Wednesday, July 15, 2009

And how would you like that done?

Medium rare.

At least that's how I typically like my steaks done. But we're not talking about steak. We're talking about ambient light.

The problem with ambient light is that unlike (I typed unlight the first time LOL) flash, you can't really do much to control ambient light.

Or can you?

Sure, you can't really tell the sun "Hey, we're trying to do a photoshoot here, would you mind shining from a 45 degree angle from camera upper right? Oh and while you're at it can you give me a 1/250th exposure at f/2.8?" On the polar opposite of the spectrum you can't really make the cathedral candles any brighter or ask the priest to burn several hundred more because it's "too dark".

The question that I'm going to answer is "or can you?"

What you do have control over is how that light manifests itself through the lens and onto the digital image on the back of your camera. With regards to ambient light and nothing else, you can choose how bright and/or dark you want the foreground (subject) or background, but most likely you can't have both. With one light source, your background will likely have a different exposure than the foreground (subject) and therefore you must choose one or the other and not both.

We can do a simple mental exercise for a demonstration. If I stand with my back against the sun and ask you to take a picture of me one of two things can happen. The camera (or user) might expose for my face and white-out the background (sky/sun). Or the camera (or user) might expose for the background, where the sky will appear blue but my face will be completely black. Why does this happen? Because the bright summer sky requires a different exposure than my face which happens to be in the shade (remember my back is against the sun). The difference between the two will likely be several f-stops hence making one too dark/bright in any given frame.





As a caveat, if our background is not the sky but instead some nearby objects like trees, grass, and rocks, then we can hopefully expose for both at the same time without too many f-stops difference between foreground and background



With multiple light sources (read: strobes) you can now answer the question on the title of this post, "And how would you like that done?" Because with your own controllable light source, you are now able to mix and match the exposure of your foreground/subject with that of the background. Here are some examples:

In studio, I do not require any ambient light. Typically ambient light in my studio takes the form of window light through a closed shutter that might have a green tint to it because of the grass reflecting the light. Regardless, I have 11 strobes in my studio and I do not require additional light thank you very much. So the answer to the title question is, "I don't want any ambient light, thanks" Hence, I drown out all ambient light with a small aperture (f/9 or smaller) and the fastest shutter sync speed my camera can handle (1/250s).

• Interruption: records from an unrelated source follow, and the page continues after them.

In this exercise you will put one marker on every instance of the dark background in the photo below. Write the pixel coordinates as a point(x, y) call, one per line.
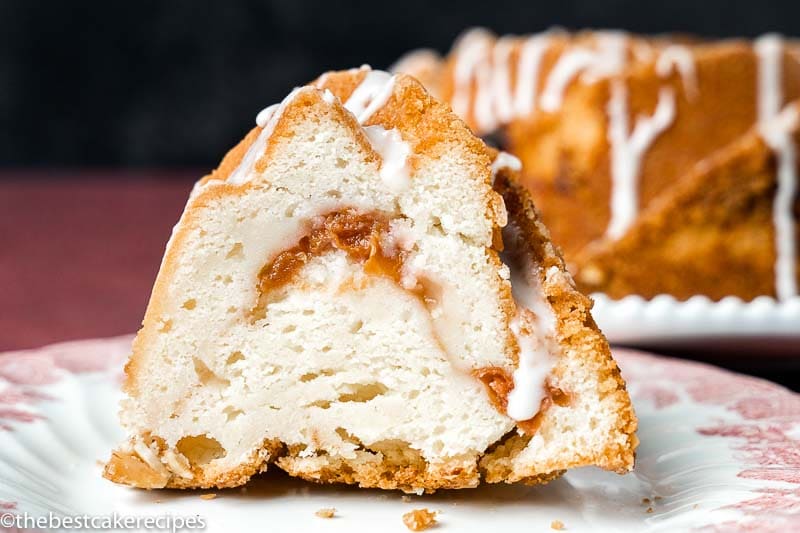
point(176, 83)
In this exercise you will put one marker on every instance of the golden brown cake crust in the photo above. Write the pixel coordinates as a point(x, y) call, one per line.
point(429, 133)
point(711, 234)
point(567, 161)
point(576, 328)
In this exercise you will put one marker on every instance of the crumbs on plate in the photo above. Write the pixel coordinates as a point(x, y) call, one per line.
point(419, 519)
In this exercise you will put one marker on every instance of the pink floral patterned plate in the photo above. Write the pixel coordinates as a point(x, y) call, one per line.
point(719, 452)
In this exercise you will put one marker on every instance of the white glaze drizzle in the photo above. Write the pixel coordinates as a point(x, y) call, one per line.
point(471, 51)
point(528, 66)
point(371, 94)
point(535, 335)
point(266, 119)
point(627, 151)
point(328, 96)
point(775, 128)
point(502, 97)
point(606, 59)
point(679, 57)
point(394, 153)
point(569, 65)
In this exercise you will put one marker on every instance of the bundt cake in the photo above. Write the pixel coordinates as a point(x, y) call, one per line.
point(362, 293)
point(637, 150)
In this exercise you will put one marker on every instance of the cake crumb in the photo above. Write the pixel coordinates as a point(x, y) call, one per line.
point(326, 512)
point(419, 519)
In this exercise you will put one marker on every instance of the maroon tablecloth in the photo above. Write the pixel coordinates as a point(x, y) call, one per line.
point(79, 252)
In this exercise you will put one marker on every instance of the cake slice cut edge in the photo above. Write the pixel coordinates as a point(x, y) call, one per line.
point(334, 301)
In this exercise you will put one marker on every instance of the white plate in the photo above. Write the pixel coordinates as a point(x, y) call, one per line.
point(667, 321)
point(719, 452)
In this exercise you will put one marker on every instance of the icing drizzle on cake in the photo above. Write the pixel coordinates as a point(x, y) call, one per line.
point(534, 328)
point(775, 127)
point(679, 57)
point(628, 150)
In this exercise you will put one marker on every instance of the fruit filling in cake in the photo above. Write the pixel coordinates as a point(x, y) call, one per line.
point(349, 298)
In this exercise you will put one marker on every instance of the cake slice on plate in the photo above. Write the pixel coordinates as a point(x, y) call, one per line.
point(727, 225)
point(346, 297)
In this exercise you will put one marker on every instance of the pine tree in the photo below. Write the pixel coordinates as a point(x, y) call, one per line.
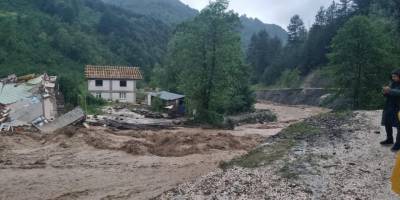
point(361, 56)
point(297, 31)
point(207, 60)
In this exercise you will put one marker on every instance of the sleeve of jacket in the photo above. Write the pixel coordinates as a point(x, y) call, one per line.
point(394, 92)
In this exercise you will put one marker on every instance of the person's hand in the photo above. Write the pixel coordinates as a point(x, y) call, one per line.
point(386, 90)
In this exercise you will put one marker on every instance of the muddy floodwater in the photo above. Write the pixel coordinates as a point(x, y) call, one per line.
point(98, 163)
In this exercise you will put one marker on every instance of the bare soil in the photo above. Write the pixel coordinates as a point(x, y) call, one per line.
point(98, 163)
point(333, 156)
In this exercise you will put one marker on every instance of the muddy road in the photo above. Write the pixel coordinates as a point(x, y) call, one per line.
point(98, 163)
point(333, 156)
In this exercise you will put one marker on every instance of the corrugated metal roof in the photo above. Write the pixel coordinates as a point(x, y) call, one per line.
point(12, 93)
point(113, 72)
point(168, 96)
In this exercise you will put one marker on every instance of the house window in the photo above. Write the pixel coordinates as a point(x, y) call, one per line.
point(99, 83)
point(122, 95)
point(122, 83)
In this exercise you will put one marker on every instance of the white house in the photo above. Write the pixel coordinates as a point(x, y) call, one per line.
point(114, 83)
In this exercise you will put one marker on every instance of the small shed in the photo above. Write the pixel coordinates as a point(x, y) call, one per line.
point(170, 100)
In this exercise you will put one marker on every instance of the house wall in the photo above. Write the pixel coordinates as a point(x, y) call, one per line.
point(49, 108)
point(111, 90)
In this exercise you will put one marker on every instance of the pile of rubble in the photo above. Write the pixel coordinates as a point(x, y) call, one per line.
point(4, 113)
point(29, 101)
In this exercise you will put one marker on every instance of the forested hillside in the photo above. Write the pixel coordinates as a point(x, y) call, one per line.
point(61, 36)
point(354, 44)
point(174, 12)
point(251, 26)
point(169, 11)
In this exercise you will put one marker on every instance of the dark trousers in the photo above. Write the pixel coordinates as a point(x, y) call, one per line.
point(389, 133)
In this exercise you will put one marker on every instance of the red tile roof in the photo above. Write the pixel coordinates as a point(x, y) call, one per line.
point(113, 72)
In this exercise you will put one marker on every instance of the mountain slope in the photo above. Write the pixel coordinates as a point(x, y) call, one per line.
point(174, 12)
point(61, 36)
point(169, 11)
point(254, 25)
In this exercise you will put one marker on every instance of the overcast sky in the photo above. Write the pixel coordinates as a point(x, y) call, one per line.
point(272, 11)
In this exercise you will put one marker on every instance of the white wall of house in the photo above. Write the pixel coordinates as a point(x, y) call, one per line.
point(92, 85)
point(112, 90)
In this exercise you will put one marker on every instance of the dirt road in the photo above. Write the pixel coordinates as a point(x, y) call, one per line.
point(101, 164)
point(334, 156)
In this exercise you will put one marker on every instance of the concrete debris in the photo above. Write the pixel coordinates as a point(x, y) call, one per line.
point(69, 118)
point(28, 99)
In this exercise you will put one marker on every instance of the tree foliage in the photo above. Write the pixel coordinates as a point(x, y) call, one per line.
point(362, 59)
point(205, 62)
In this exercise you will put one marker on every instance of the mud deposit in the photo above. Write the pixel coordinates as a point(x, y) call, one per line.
point(98, 163)
point(334, 156)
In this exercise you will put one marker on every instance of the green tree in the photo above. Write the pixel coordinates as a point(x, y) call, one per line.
point(361, 57)
point(261, 53)
point(208, 61)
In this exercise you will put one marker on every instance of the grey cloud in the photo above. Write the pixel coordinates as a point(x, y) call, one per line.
point(272, 11)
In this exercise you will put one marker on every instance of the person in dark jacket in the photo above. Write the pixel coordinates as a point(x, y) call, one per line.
point(390, 116)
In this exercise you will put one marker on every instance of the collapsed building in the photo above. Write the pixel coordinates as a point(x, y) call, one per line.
point(28, 100)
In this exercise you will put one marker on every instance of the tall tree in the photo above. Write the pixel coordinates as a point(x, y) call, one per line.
point(361, 56)
point(262, 51)
point(297, 31)
point(207, 62)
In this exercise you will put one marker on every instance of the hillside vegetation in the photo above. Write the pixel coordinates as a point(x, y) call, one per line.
point(175, 12)
point(352, 43)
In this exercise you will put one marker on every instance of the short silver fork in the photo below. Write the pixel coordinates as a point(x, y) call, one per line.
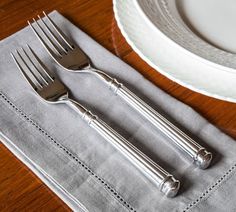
point(50, 89)
point(68, 55)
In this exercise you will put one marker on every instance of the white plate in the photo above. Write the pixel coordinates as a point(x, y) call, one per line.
point(164, 56)
point(206, 28)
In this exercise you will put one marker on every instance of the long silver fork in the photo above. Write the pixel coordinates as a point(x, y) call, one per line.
point(49, 88)
point(69, 56)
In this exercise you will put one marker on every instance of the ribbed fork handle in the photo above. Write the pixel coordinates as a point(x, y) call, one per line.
point(199, 154)
point(201, 157)
point(165, 182)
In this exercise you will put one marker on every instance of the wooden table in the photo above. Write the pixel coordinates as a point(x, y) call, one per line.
point(20, 189)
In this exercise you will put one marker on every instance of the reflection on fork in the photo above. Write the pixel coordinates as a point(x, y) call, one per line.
point(49, 88)
point(70, 57)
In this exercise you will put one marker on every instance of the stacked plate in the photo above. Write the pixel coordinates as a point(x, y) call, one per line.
point(191, 42)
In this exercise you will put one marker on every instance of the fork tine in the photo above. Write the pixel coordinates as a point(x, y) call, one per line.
point(29, 77)
point(37, 70)
point(52, 35)
point(60, 33)
point(42, 40)
point(41, 65)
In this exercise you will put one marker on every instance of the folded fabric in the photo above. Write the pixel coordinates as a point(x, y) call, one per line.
point(84, 169)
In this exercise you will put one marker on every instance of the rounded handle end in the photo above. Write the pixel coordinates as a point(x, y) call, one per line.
point(203, 158)
point(171, 186)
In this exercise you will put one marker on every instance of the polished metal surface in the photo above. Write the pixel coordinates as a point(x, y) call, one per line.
point(53, 91)
point(69, 56)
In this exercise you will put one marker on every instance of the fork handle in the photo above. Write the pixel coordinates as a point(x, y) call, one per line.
point(201, 157)
point(161, 178)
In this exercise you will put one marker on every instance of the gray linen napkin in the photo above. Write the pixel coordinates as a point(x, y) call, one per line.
point(82, 167)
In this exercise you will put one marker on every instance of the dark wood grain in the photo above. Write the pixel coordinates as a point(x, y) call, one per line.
point(20, 189)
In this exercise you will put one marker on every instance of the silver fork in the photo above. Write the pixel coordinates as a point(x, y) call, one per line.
point(50, 89)
point(69, 56)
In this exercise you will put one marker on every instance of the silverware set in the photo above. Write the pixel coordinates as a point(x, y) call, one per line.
point(67, 54)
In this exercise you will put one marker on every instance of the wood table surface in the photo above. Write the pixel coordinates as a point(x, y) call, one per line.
point(20, 189)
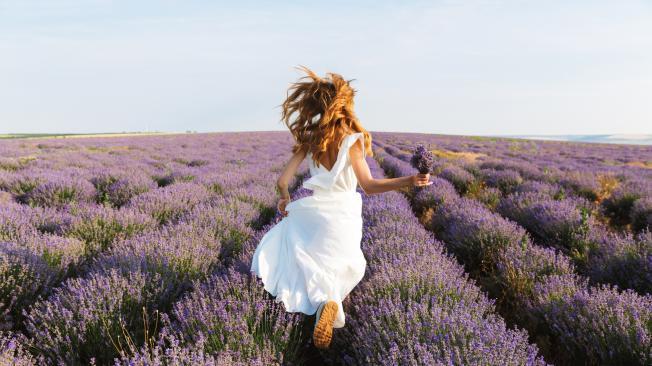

When I'm outdoors however and shooting into the sun, I'm typically trying to preserve the colors of the background without taking any attention away from my subject. In this case, I usually underexpose the background by several stops so that the sky looks blue (otherwise the sky will look white like we talked about above). So the answer to the title question becomes, "I want a darker background". I accomplish this by putting a strobe (usually) at full power close to the subject so again I can use a small aperture with the fastest sync speed my camera can handle.

The last example I will provide is when we're shooting in the dark in some dungeon, cave, cathedral or wherever you might be where it's poorly lit. In this instance, you're likely trying to preserve all detail in the background and therefore must really open up that aperture and slow down the shutter speed in order to get as much light into the camera as possible. Unfortunately the drawback of a slow shutter means that we're not susceptible to motion blur so we're now either forced to use the tripod or increase the sensitivity of the camera (ISO) to the point where we can hand-hold the shot. Fortunately in darker environments the subject is just as dark as the background so we have a choice of whether or not to use additional sources of light. If we decide to use additional light, we must be aware not to let the light spill into the background and change the exposure. Our strobe light will likely only spill onto a portion of the background thus changing the exposure for only a portion of the background. We must also be aware to turn down the power of the strobe so it does not overexpose the subject with regards to the background. The answer to the title question then becomes, "Enough light to match the ambient exposure" because we are trying to preserve the background with ambient light.



These are just a few examples on how you would utilize the ambient light to your advantage. Obviously the choice to add light sources is a luxurious option to have when you're shooting with ambient light and gives you a lot of advantages to create different looks and outcomes!